The HUG lab has been busy all week.
The V1.3 cells in differential mode are waiting for a nice isothermal box to shield it from Ambient temperature differences that may have been creating falsely positive data. The new boxes are fabricated and the controls and instrumentation are being put in place. Then we will test them and see how well they hold a constant temperature inside.
The Helmholtz coils will be incorporated around the V 1.3 cells once the cells are in these boxes. That's the only way to know that we are seeing meaningful temperature differences.
The Multiwire test is at the top of the calibrated range on input power and running at very near the top of the intended temperature in the cell. And it is just starting, at that temeprature (450+ C) to show a possibly meaningful excess power reading that seems to be increasing exponentially with the temperature. We tried putting a water jacket around the outer shell to help cool it and allow it to run at higher temperatures, but our water bath was room temp and didn't enhance the cooling at all. Cooling the water down to 15C does not seem to helping either. We possibly need to get the wire up over 500, which in the glass cells with direct heating can happen easily.
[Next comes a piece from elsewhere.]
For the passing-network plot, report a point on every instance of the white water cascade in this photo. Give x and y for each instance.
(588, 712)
Meanwhile, Paul and Wes have been tuning up the three slightly different versions of the vacuum bottle calorimeters. The third version totally enclosed in a 2 inch thick foam jacket is definitely the most stable.
The job largely consists of tuning PID controls and testing the thermal response to minimize the control noise under different conditions. Sometimes it isn't terribly straightforward.
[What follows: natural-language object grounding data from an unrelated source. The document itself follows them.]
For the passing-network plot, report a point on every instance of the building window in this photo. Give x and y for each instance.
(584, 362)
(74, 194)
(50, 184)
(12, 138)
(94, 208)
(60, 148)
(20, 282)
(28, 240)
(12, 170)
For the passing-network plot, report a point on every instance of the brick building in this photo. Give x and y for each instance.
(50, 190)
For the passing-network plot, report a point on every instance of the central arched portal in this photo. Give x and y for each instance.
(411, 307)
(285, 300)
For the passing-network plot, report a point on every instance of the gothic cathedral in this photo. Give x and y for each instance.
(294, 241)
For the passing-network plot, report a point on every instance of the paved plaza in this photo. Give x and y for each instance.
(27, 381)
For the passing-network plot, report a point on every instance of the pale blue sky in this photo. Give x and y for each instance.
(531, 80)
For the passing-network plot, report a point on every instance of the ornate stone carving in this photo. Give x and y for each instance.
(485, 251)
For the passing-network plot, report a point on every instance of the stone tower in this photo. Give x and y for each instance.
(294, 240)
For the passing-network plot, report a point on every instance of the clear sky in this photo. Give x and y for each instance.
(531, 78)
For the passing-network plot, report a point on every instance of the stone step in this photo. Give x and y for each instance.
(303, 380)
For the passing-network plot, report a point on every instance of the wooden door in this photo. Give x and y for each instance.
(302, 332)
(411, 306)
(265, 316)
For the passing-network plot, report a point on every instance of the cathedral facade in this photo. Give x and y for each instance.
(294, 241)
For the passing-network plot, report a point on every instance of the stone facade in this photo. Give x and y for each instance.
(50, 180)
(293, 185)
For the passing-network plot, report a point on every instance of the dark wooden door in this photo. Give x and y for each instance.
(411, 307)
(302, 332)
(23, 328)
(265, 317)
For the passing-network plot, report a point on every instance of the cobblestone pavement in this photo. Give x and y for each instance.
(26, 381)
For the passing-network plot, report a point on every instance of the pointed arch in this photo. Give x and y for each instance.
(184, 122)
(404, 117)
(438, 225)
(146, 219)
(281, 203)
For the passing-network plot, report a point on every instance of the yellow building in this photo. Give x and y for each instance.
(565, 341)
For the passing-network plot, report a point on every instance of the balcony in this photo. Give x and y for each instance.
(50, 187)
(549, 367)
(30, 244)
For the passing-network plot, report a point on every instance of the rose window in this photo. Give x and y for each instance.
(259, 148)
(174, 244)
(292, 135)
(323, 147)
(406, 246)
On Thursday, a group of us went to visit St Cloud State University, which is the closest major university to us. There is a theoretical physicist we chatted with and wonderful, integrated science and engineering facility that we toured. They have the closest SEM to our location and it has a working EDS. Hopefully we will be able to take advantage of it, now that we know it is there.
And, finally, a new experiment to rule out the Langmuir effect as a possible explanation for the higher temperature on the glass has caught out attention. We will post more on that soon.
Comments
Thanks again for the contribution
It is not really controlled. It is just limited by the vacuum specifications. It is around 0.6-0.8 mbar currently.
eprints.lib.hokudai.ac.jp/dspace/bitstream/2115/24735/1/9%281%29_P42-54.pdf
A key experiment (described at pg. 50) demonstrated that trace amounts of water vapor will stop the catalysis, and removing the contamination by vacuum will quickly restore it. This has consequences for the cell calibration protocol.
@MFMP, how is the vacuum controlled in this experiment?